High-speed trading platforms are creating “parallel trading for consumers seeking convenience” in India, Morgan Stanley wrote in a note this month.
Zepto and its rivals – Zomato-owned Blinkit, Swiggy-owned Instamart and Tata-owned BigBasket – currently operate on lower margins than traditional retail, and Morgan Stanley expects market leaders to realize contribution margins of 7-8% and adjusted EBITDA margins to greater than 5% by 2030. (Zepto currently spends about 35 million dollars monthly).
An investor presentation reviewed by TechCrunch shows that Zepto, which handles greater than 7 million total orders every day in greater than 17 cities, is heading in the right direction to realize annual sales of $2 billion. It anticipates 150% growth over the following 12 months, CEO Aadit Palicha told investors in August. The startup plans to go public in India next yr.
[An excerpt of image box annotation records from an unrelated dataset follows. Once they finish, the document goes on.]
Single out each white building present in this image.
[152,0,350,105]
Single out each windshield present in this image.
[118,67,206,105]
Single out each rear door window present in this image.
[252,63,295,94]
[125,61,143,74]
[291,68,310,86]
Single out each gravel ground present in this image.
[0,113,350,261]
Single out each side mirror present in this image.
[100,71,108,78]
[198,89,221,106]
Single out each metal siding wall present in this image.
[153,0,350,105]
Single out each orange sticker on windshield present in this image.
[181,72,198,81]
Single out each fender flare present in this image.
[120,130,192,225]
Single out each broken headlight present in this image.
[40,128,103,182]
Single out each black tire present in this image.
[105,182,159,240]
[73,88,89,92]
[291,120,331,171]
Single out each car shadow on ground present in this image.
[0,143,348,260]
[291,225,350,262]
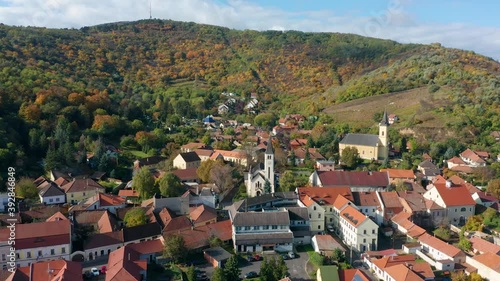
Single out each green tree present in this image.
[163,234,187,263]
[224,255,241,280]
[210,267,230,281]
[196,159,216,182]
[458,238,472,252]
[340,146,361,169]
[123,208,148,227]
[158,173,185,197]
[186,265,196,281]
[434,226,451,241]
[16,177,38,199]
[132,167,155,199]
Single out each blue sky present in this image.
[0,0,500,61]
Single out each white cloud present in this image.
[0,0,500,60]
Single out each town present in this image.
[0,107,500,281]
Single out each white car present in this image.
[90,267,100,276]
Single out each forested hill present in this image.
[0,20,500,177]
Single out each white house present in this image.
[339,203,378,252]
[424,176,476,226]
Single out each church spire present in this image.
[380,110,389,126]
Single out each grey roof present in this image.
[286,207,309,221]
[180,151,201,163]
[203,247,232,261]
[39,182,66,197]
[266,137,274,154]
[340,134,380,146]
[235,232,293,245]
[233,212,290,226]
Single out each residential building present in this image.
[311,234,346,256]
[173,151,201,169]
[424,177,476,226]
[106,243,148,281]
[309,171,389,191]
[466,253,500,281]
[6,259,83,281]
[5,220,71,266]
[230,211,293,253]
[339,111,389,161]
[416,233,465,270]
[339,203,378,252]
[61,178,105,204]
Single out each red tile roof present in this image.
[106,245,147,281]
[298,186,353,206]
[469,237,500,255]
[317,171,389,187]
[473,250,500,273]
[11,260,83,281]
[385,264,424,281]
[418,233,464,258]
[340,206,369,227]
[380,169,415,179]
[176,220,233,249]
[434,180,476,207]
[16,220,71,250]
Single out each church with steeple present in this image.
[339,111,389,161]
[245,137,276,197]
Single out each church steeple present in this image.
[264,136,274,193]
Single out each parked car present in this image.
[245,271,259,279]
[90,267,100,276]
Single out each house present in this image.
[339,205,378,249]
[83,222,161,261]
[189,205,217,227]
[203,247,232,268]
[61,178,105,204]
[297,187,353,234]
[106,243,148,281]
[352,192,384,225]
[38,182,66,205]
[469,237,500,255]
[466,253,500,281]
[459,148,489,167]
[311,234,346,256]
[230,211,293,253]
[424,177,476,226]
[5,259,83,281]
[283,207,311,245]
[417,160,441,181]
[316,265,340,281]
[416,233,465,270]
[339,111,390,161]
[0,220,72,267]
[314,160,335,171]
[380,169,415,184]
[309,171,389,191]
[173,151,201,169]
[75,193,127,215]
[181,142,207,152]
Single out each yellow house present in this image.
[339,111,389,160]
[61,178,106,204]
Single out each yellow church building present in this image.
[339,111,389,161]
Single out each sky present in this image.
[0,0,500,61]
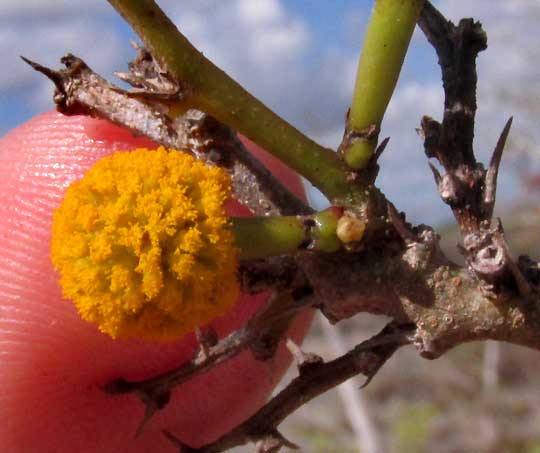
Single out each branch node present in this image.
[386,201,419,244]
[255,430,300,453]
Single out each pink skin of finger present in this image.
[0,112,312,453]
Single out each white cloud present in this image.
[0,0,106,18]
[0,0,127,111]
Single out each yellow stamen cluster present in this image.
[51,148,238,341]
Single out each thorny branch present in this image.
[419,3,532,296]
[26,3,540,453]
[23,48,313,215]
[163,325,411,453]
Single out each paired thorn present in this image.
[484,117,513,219]
[386,201,418,242]
[428,162,442,187]
[195,327,219,359]
[285,338,324,374]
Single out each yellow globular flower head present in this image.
[51,148,239,341]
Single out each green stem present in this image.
[343,0,424,169]
[108,0,350,199]
[232,208,343,260]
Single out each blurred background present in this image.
[0,0,540,453]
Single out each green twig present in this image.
[232,208,343,260]
[108,0,350,200]
[341,0,424,169]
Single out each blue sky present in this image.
[0,0,540,223]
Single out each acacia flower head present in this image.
[51,148,238,341]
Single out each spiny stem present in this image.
[108,0,351,200]
[342,0,424,169]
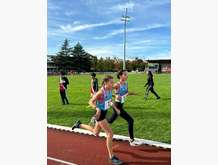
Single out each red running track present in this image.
[47,128,171,165]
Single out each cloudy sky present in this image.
[48,0,171,59]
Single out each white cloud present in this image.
[110,2,135,12]
[60,20,121,33]
[94,24,166,40]
[64,11,77,17]
[146,51,171,60]
[86,44,123,57]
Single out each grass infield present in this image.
[47,73,171,143]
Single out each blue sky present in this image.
[48,0,171,59]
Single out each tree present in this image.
[71,42,91,72]
[57,39,71,56]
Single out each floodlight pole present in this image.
[121,8,130,70]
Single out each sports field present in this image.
[47,73,171,143]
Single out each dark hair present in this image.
[117,70,126,79]
[60,70,66,76]
[102,75,113,86]
[91,72,96,77]
[148,70,153,77]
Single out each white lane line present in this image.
[47,156,77,165]
[47,124,171,149]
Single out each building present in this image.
[145,59,171,73]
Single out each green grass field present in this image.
[47,73,171,143]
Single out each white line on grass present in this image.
[47,156,77,165]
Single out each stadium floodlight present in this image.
[121,8,130,70]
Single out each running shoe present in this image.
[72,120,82,130]
[109,155,123,165]
[89,116,96,125]
[129,140,142,147]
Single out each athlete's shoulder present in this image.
[114,82,120,89]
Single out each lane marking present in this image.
[47,124,171,149]
[47,156,77,165]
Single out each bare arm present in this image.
[89,90,103,119]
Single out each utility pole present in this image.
[121,8,130,70]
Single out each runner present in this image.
[59,77,69,105]
[72,76,122,165]
[90,73,98,97]
[144,71,160,99]
[107,70,140,146]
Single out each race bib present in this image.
[104,99,111,110]
[121,96,126,103]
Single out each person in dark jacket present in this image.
[59,71,69,105]
[144,71,160,99]
[61,71,69,89]
[90,73,98,97]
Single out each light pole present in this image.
[121,8,130,70]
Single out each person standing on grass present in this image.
[144,70,160,99]
[90,73,98,97]
[60,71,69,90]
[107,70,140,146]
[59,71,69,105]
[72,76,122,165]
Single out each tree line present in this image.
[51,39,147,72]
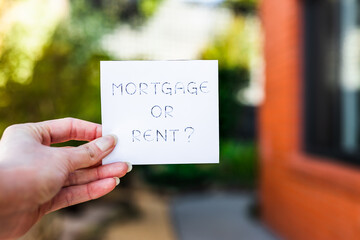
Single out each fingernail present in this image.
[114,177,120,186]
[95,135,117,152]
[126,162,132,172]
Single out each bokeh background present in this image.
[0,0,360,240]
[0,0,265,240]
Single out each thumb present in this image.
[66,135,117,170]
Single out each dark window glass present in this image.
[304,0,360,164]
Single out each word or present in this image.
[112,81,209,96]
[132,127,195,142]
[151,105,174,118]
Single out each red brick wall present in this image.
[259,0,360,240]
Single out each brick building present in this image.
[259,0,360,239]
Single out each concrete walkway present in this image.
[171,193,277,240]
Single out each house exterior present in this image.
[259,0,360,240]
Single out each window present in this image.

However, the rapid growth of high-speed trading has had a devastating impact on the mom-and-pop stores that dot hundreds of Indian cities, towns and villages.
According to the All India Federation of Consumer Products Distributors, about 200,000 local stores closed last yr, with 90,000 in major cities where high-speed trading is more prevalent.
The federation has warned that without regulatory intervention, more local shops shall be vulnerable to closure as fast trading platforms prioritize growth over sustainable practices.
Zepto said it has created job opportunities for tons of of hundreds of gig employees. “From day one, our vision has been to play a small role in nation building, create millions of jobs and offer better services to Indian consumers,” Palicha said in an announcement.
Regulatory challenges arise. Unless an e-commerce company is a majority shareholder of an Indian company or person, current regulations prevent it from operating on a listing model. Fast trading corporations don’t currently follow these rules.